It's that time of year when the positives seem to trump the negatives in all 32 NFL camps. No draft pick is a bust, free-agent acquisitions are supposed to provide immediate upgrades and young players are supposed to continue to get better.
But no one is naive enough to believe that the best-case scenario will play out, even if it seems to feel as though all of the pieces are in place. Injuries and arrests happen, and players fail to live up to expectations.
Ratliff has been one of the pillars of this Dallas defense for half a decade. He signed a five-year, $40 million contract extension less than a year ago, but there were times in 2011 when I wondered if that was a bad investment on behalf of the Jones family.
Ratliff sometimes struggled with the constant double-teams he faced last season. Yes, he was nagged by a rib injury, but a lack of support in the pass rush and the fact that he's a year older typically would indicate that nagging injuries will only become more commonplace in future seasons.
Despite the injury and the perception that he might have been losing a step, Pro Football Focus rated Ratliff as the seventh-best 3-4 nose tackle in the league last year.
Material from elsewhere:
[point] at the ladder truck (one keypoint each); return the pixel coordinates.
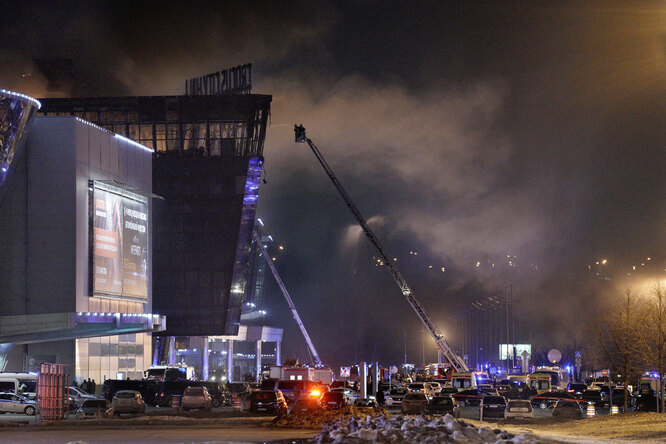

He still had a few dominant efforts in 2011, which is probably why the Cowboys are keeping him inside this season, but I'd be shocked if they didn't give 24-year-old D-linemen Sean Lissemore and Josh Brent more opportunities on early downs.
Here's what defensive line coach Brian Baker had to say about Lissemore following the season (via DallasCowboys.com):
"...He was our most productive player, per play, last year on defense. When I look back, he's probably a guy I should've played a little more."
Should the Cowboys move Jay Ratliff to defensive end?
The versatile, super-athletic Lissemore can play both tackle and end, while Brent—who himself was limited by a knee injury last year—has the size advantage over both of those players.
With Lissemore and Brent healthy, it would make more sense to me if the 'Boys moved Ratliff to the end more often in an effort to preserve him and maximize his ability as a pass-rusher.
This is a team that needs more complementary pass-rushing support for DeMarcus Ware, so moving Ratliff closer to the edge while clogging up the middle with Lissemore and Brent might give them an opportunity to keep him fresh, as well as giving the rush a boost.
Besides, they had the seventh-best run defense in the league last year, so they might be able to afford less of Ratliff up the middle on first or second down.
As a zero- or one-technique, Ratliff faces bigger challenges and has larger responsibilities. And while that's a good thing, it's also riskier. This front seven probably can't afford to lose a guy like him for an extended period of time.